When you raise the pendulum bob to one side and then release it (being careful not to impart any force to the system when you do so), the blue cart oscillates back and forth, in the opposite direction to the oscillation of the pendulum. The center of mass of the whole apparatus remains at rest.
The center of mass of an object is the weighted mean displacement of all of its mass points from some reference point, usually the origin of the coordinate system in which the object sits. This is the sum of the products of all the mass points with their distances from the origin, divided by the total mass of the object (rcm = Σmiri/M). It is usually most convenient to set the center of mass of the object at the origin, but wherever we set it, the center of mass of the system that comprises the cart and pendulum shown in the photograph above, lies along the (vertical) line on which the pendulum sits when it is at rest, roughly even with the bottom of the bob.

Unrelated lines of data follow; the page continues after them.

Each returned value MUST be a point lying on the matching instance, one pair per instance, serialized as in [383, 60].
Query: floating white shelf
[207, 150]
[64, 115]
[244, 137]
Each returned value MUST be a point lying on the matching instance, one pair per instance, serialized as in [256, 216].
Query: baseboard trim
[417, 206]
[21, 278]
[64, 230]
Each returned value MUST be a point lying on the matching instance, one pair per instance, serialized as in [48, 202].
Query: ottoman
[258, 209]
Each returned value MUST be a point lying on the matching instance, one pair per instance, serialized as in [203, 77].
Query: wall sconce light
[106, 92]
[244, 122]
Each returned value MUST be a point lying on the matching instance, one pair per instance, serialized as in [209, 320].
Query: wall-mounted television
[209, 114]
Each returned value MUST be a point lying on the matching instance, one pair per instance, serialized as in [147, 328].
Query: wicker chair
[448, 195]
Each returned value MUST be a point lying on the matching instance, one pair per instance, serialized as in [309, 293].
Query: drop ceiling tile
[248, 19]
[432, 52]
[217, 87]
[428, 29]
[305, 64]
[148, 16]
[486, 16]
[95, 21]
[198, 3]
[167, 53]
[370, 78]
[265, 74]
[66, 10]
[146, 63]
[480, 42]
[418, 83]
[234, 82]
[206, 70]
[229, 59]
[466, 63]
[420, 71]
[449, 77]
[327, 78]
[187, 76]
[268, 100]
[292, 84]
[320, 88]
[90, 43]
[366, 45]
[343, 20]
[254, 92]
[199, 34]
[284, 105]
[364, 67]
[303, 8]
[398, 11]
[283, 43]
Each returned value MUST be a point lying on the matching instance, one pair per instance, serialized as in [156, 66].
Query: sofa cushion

Whether a system is in motion or at rest, unless an external force acts upon it, its center of mass must either keep moving as it is or remain at rest. For the cart and pendulum, then, if you set the pendulum in motion without applying a net horizontal force to the system, its center of mass must stay in the same place. If you raise the pendulum bob to either side and release it without exerting any force on the apparatus, the cart and pendulum oscillate in opposite directions, the center of mass of the system remaining at rest. (When you raise the pendulum bob, the center of mass of the system moves toward the bob, but remains where it is when you release the bob.)